I’m also interested in whether they are higher than chance, which is not 50%/logit(.5) but rather n where n is a probability. So I want to find out my certainty about an across-condition difference and also whether a condition excludes n.
I’ll illustrate this working with the iris dataset in R and a linear model. Here, n can be any number and there is no transformation involved but the problem remains the same.
I have two questions:
Q1: Does sepal length differ significantly between setosa (the intercept) and versicolor?

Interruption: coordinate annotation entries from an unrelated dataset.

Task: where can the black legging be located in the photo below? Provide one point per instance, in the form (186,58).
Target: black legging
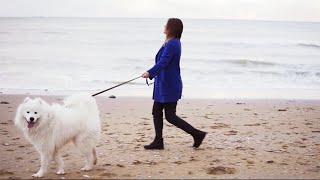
(170,114)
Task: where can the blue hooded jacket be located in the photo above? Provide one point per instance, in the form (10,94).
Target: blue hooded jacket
(166,72)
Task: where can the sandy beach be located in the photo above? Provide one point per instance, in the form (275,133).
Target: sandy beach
(246,139)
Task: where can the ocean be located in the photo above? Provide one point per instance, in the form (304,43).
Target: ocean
(220,58)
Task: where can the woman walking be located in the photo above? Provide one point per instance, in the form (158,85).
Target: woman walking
(168,86)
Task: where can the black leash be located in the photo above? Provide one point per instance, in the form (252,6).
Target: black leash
(116,86)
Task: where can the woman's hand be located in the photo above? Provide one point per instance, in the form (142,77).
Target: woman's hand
(146,75)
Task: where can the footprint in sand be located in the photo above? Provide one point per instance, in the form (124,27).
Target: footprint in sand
(219,170)
(219,126)
(230,133)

Q2: Does the range of sepal length for species: versicolor exclude n=7?
For Q1, I can fit
lm1 = lm(Sepal.Length ~ 1 + Species, data = iris)

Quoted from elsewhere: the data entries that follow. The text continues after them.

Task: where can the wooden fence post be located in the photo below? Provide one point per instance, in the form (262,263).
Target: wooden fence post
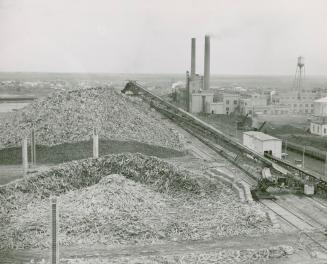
(54,231)
(24,156)
(95,143)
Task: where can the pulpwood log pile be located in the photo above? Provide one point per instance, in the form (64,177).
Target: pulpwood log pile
(249,256)
(154,201)
(70,116)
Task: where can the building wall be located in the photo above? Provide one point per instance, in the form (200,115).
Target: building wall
(274,145)
(200,102)
(318,129)
(196,83)
(296,105)
(231,101)
(260,146)
(196,103)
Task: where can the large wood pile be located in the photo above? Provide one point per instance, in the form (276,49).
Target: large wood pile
(150,200)
(70,116)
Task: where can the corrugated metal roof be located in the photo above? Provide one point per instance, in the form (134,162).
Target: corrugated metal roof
(321,100)
(259,135)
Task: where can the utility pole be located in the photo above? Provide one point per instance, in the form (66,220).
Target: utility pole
(33,148)
(54,231)
(24,156)
(303,157)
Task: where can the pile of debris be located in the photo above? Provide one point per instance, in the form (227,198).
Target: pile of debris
(219,256)
(70,116)
(149,200)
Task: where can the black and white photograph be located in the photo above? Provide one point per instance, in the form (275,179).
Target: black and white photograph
(163,131)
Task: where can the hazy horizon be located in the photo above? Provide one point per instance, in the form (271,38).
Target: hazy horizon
(253,37)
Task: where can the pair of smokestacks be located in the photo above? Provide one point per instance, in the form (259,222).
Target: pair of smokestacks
(206,75)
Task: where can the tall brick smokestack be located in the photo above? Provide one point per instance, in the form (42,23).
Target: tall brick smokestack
(206,81)
(193,57)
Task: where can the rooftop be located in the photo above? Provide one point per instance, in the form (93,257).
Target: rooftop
(259,135)
(321,100)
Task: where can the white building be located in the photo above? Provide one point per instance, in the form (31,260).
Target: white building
(320,107)
(263,143)
(216,108)
(318,126)
(200,101)
(231,101)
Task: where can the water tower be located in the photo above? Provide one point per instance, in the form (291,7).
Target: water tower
(299,76)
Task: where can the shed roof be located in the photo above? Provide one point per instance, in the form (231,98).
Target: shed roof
(259,135)
(321,100)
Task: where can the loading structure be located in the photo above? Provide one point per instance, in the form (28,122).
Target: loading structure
(227,146)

and then get confidence intervals for the predictor speciesversicolor
: [0.73;1.13]. So yes, there is a significant difference here with p<0.05.
For Q2, I can fit
lm2 = lm(Sepal.Length ~ 0 + Species, data = iris)
and get confidence intervals for each level of species and see whether versicolor excludes 7. It does ([5.79;6.08]). I could also relevel the factor and refit the model but let’s say I want this for each level of species.
I’m new to Bayesian modelling. I feel like the answer to Q2 is available in the model:
stan_lm1 = stan_glm(Sepal.Length ~ 1 + Species, data = iris)
I mean there is no significance level but I can get a posterior interval for Species: versicolor and see if it includes 7. Not sure how to do that though. The posterior draws are about the difference from the intercept. brms::hypothesis
can test ‘Speciesversicolor < 0’ but not, it seems, ‘Speciesversicolor < 7’.
I can of course fit
stan_lm2 = stan_glm(Sepal.Length ~ 0 + Species, data = d)
and use that one to test Q1 as well, so I can have 1 model instead of 2, but it feels like I’m missing something.